Customers actually “lose” custody of their assets when they put them on a centralized platform and can only trust the people who run these platforms. They cannot verify the quality of their assets unless these platforms choose. Bankless, a DeFi podcast community that also runs a decentralized autonomous organization (DAO) recently hosted a Twitter spaces session where it discussed the recurrent failures of CeFi and why the entire crypto industry needs to only trust codes and stop trusting themselves. “Smart contracts are not perfect, DeFi is not perfect (since they are also prone to bug exploits too) but nothing breaks quite like CeFi”, they said. “Don’t trust, always verify”. This then begs the questions. Will a mass migration from CeFi to DeFi be possible? Has the industry truly matured? Can people trust themselves to keep and look after all of their money in their wallets? People can be clumsy, we all know.

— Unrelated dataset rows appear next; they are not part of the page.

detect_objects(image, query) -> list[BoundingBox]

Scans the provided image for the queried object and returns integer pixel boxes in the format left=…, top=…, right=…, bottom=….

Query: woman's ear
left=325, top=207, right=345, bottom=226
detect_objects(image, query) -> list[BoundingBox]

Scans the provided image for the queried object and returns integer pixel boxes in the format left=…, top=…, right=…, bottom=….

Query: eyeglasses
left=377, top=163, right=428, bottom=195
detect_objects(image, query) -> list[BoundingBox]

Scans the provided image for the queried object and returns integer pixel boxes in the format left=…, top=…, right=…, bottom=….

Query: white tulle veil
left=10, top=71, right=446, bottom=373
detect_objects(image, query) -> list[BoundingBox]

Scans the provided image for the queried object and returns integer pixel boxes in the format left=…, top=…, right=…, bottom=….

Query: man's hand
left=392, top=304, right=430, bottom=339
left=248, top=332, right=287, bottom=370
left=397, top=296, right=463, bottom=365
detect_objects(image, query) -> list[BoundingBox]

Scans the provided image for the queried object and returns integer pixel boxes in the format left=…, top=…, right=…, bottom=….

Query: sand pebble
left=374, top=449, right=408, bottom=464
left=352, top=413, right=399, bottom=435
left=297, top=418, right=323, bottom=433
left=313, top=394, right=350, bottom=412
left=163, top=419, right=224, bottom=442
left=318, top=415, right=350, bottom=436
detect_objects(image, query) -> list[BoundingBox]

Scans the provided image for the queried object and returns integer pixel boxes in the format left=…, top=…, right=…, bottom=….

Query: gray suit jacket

The most important challenge DeFi has had so far is the absence of wholesome fiat on-ramp and off-ramp integrations. How do users convert their dollars and euros to ethers and bitcoins and vice versa? Lately, we have seen fiat on-ramp integrations on Metamask, Ethereum’s dominant DeFi wallet, with Transak and MoonPay. MoonPay also partnered with Phantom, a DeFi wallet for the Solana Blockchain. These integrations allow for easy conversion of fiat from credit cards and bank transfers, to assets on the blockchain. However, there has been little to no successful attempt at creating the backward fiat off-ramp integrations. Safe to say that DeFi lets users put in money but not take money out. Something feels like a giant mouse trap here. Therefore, DeFi needs to resolve this to pull users from CeFi to its services.

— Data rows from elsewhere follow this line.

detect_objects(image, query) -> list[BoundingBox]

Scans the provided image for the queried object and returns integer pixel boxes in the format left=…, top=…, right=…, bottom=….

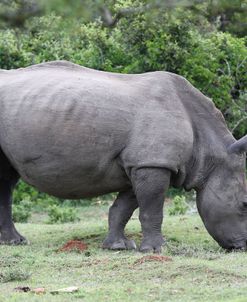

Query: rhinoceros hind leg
left=0, top=149, right=27, bottom=244
left=102, top=190, right=138, bottom=250
left=131, top=168, right=170, bottom=253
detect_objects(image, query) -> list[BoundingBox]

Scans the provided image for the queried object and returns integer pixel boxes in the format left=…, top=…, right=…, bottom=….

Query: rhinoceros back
left=0, top=62, right=192, bottom=198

Also, to an average user, DeFi is difficult to navigate. DeFi wallets are designed to serve as gateways to interact with the world of DeFi. Some of these wallets already have the APIs of popular DeFi platforms integrated within them but most of them still need to. The world of DeFi has mostly been a tapestry of unfamiliar user experiences. Features like swap, liquidity ratio, slippage, and the incompatibility between assets on different blockchains make it a hassle to use these platforms without slight headaches. Liquidity on DeFi is also limited. Since most popular decentralized exchanges use the automated market-making (AMM) model and not the order book model, liquidity is not provided by buyers and sellers but instead by a third party called liquidity providers. The decentralized exchanges have to engineer profitable mechanics for this third group of users which will consequently hurt the value traders receive, relative to centralized exchange options. Asides from this, there are also the risks of impermanent loss on liquidity provision, front-running by malicious players (since pending transactions are visible on the mempools), and prevalent exploitation by phishing protocols.
For it to thrive, decentralized finance will need to offer solutions to these problems which are currently sabotaging the reach of its gospel, then it can look towards winning significant market share from CeFi before hoping to completely dominate the market.